We will need to use custom functions to read in the file and stage them as inputs for our workflow.
See the nextflow script below. Save it and run nextflow run <script_name>.nf --input 'samples.csv'
Note
We are testing this locally, so we are not deploying from Github. If you are not in the directory containing the nextflow.config file, specify it’s path with the -c argument.
#!/usr/bin/env nextflow
// parse input data
if(has_extension(params.input, ".csv")){
csv_file = file(params.input, checkIfExists: true)

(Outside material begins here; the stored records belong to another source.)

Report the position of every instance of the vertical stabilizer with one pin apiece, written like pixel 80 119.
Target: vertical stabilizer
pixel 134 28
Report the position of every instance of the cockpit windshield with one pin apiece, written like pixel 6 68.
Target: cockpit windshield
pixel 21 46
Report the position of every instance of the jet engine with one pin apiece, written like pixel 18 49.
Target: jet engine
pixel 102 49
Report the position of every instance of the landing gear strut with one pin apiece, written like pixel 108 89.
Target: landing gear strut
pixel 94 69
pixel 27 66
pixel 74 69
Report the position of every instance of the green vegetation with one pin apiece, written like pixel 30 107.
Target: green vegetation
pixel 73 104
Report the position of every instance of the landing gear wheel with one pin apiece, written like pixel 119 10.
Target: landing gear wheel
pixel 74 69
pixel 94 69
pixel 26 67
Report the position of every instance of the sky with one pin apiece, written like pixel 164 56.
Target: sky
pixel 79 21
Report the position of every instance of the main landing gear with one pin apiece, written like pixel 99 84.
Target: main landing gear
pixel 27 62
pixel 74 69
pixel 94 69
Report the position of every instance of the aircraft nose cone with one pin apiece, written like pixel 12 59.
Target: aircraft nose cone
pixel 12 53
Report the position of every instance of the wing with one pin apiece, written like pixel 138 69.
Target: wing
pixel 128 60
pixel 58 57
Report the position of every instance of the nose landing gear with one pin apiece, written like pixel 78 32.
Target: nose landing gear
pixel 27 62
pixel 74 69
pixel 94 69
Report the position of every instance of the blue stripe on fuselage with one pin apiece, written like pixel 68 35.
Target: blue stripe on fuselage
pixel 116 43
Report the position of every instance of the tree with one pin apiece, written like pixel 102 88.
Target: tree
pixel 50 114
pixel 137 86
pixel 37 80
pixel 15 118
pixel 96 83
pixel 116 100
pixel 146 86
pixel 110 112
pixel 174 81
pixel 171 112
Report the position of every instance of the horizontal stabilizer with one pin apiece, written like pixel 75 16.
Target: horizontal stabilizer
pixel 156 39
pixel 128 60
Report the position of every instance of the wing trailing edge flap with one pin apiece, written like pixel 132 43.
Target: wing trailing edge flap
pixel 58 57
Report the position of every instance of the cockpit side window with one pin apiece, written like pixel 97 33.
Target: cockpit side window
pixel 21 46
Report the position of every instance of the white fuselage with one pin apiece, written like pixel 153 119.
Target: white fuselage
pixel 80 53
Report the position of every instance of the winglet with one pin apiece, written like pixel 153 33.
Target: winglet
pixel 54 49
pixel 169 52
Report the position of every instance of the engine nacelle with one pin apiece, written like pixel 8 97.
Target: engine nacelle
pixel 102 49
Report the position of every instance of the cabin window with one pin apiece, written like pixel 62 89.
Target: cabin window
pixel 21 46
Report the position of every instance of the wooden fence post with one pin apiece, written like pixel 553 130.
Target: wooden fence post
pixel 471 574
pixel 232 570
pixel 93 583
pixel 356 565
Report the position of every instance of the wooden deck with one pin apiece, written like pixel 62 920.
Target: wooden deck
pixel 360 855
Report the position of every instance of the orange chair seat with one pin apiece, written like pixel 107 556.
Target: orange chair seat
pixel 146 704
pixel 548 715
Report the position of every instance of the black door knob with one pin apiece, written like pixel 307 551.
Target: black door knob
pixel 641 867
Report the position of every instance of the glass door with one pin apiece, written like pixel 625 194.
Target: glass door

ch_input = extract_data(csv_file)
}else{
exit 1, "error: The sample input file must have the extension '.csv'."
}
// stage input data
( ch_qc_reads, ch_raw_reads) = ch_input.into(2)
ch_raw_reads.view()
process FASTQC{
tag "${base}"
publishDir params.outdir, mode: 'copy',
saveAs: { params.save_qc_intermediates ? "fastqc/${it}" : null }
when:
params.run_qc
input:
tuple val(base), file(reads) from ch_qc_reads
output:
tuple val(base), file("*.{html,zip}") into ch_multiqc
script:
"""
fastqc -q $reads
"""
}
/*
================================================================================
AUXILLARY FUNCTIONS
================================================================================
*/
// Check if a row has the expected number of item
def checkNumberOfItem(row, number) {
if (row.size() != number) exit 1, "error: Invalid CSV input - malformed row (e.g. missing column) in ${row}, consult documentation."
return true
}
// Return file if it exists
def return_file(it) {
if (!file(it).exists()) exit 1, "error: Cannot find supplied FASTQ input file. Check file: ${it}"
return file(it)
}
// Check file extension
def has_extension(it, extension) {
it.toString().toLowerCase().endsWith(extension.toLowerCase())
}
// Parse samples.csv file
def extract_data(csvFile){
Channel
.fromPath(csvFile)
.splitCsv(header: true, sep: ',')
.map{ row ->
def expected_keys = ["Sample_ID", "Read1", "Read2"]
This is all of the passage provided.